Grundlage für die Sonderauswertung sind die im Jahr 2012 erhobenen PISA-Daten. Die BildungsforscherInnen der Organisation für wirtschaftliche Zusammenarbeit und Entwicklung (OECD) haben bei ihrer aktuellen Auswertung besonders die Gruppe der so genannten Low Performer untersucht, also SchülerInnen mit Leistungsschwächen. Als Risikofaktoren für Leistungsschwächen nennt die Auswertung Bildungsvererbung, Sozialstatus, aber auch Kindergarten-Absenz – die sich in Kombination besonders stark auswirken. Die Detailauswertung zeigt auch, dass Österreich besser als der OECD-Durchschnitt liegt. Im Vergleich zur ersten PISA-Studie ist der Anteil an schwachen SchülerInnen zurückgegangen – sowohl beim Lesen als auch in den Naturwissenschaften.

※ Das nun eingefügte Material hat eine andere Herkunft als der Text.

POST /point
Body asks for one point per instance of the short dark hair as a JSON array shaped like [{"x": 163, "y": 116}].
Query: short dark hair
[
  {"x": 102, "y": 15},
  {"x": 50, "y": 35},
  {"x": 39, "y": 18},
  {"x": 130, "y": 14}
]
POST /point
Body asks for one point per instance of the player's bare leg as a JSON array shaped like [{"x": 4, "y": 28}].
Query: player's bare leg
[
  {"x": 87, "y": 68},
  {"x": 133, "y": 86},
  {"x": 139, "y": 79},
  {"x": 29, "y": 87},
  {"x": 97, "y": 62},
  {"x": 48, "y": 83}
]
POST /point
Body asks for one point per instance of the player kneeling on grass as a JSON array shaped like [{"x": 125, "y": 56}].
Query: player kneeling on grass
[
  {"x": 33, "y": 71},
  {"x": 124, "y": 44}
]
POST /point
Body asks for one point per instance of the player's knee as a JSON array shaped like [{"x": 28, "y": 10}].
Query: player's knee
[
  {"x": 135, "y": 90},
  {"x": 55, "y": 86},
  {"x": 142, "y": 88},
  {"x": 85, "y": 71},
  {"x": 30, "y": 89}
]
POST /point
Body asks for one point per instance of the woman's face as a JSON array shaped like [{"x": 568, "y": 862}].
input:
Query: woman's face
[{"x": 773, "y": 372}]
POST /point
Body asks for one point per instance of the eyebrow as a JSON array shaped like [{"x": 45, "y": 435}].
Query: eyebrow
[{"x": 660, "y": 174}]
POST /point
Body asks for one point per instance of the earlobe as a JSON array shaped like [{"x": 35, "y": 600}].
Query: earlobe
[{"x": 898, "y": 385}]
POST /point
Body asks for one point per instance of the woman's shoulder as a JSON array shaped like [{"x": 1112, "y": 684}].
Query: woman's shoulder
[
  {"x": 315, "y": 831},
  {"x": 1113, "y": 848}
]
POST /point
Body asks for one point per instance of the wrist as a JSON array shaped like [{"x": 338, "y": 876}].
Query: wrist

Bestätigung für gemeinsame Schule und ganztägige Schulformen

Für Bildungsministerin Heinisch-Hosek bestätigen die Ergebnisse, „dass das zweite verpflichtende Kindergartenjahr, die Einführung der Neuen Mittelschule und ganztägige Schulformen positive Effekte erzielen“. Besonders wichtig in Sachen Chancengerechtigkeit sind die gemeinsame Schule und ganztägige Schulformen. „Risikofaktoren wie geringe Sprachkenntnisse oder Sozialstatus sind besser ausgleichbar. Mit der Durchmischung der SchülerInnen kann gezielt auf diese Faktoren eingegangen werden“, sagte die Ministerin.

Reformen müssen mit vollem Schwung weitergehen

Für SPÖ-Bildungssprecherin Elisabeth Grossmann „tragen die von Bildungsministerin Heinisch-Hosek umgesetzten Schulreformen Früchte und führen zu mehr Chancengerechtigkeit“. Angesichts der nach wie vor bestehenden Bildungsvererbung sei aber auch klar, „dass die Schulreformen nicht gebremst werden dürfen, sondern mit vollem Schwung weitergehen müssen“. Eine zentrale Rolle dabei spielt das im November präsentierte umfassende Bildungsreformpaket, das ein Turbo für mehr Chancengerechtigkeit ist. Maßnahmen wie die zügige Umsetzung der gemeinsamen Schule in Modellregionen, die Stärkung des Kindergartens als Bildungseinrichtung, aber auch der Ausbau der Schulautonomie sind für Grossmann „unabdingbar, wenn wir wollen, dass die Bildungschancen unserer Kinder von ihren Begabungen und Talenten und nicht vom Geldbörsel ihrer Eltern abhängen“.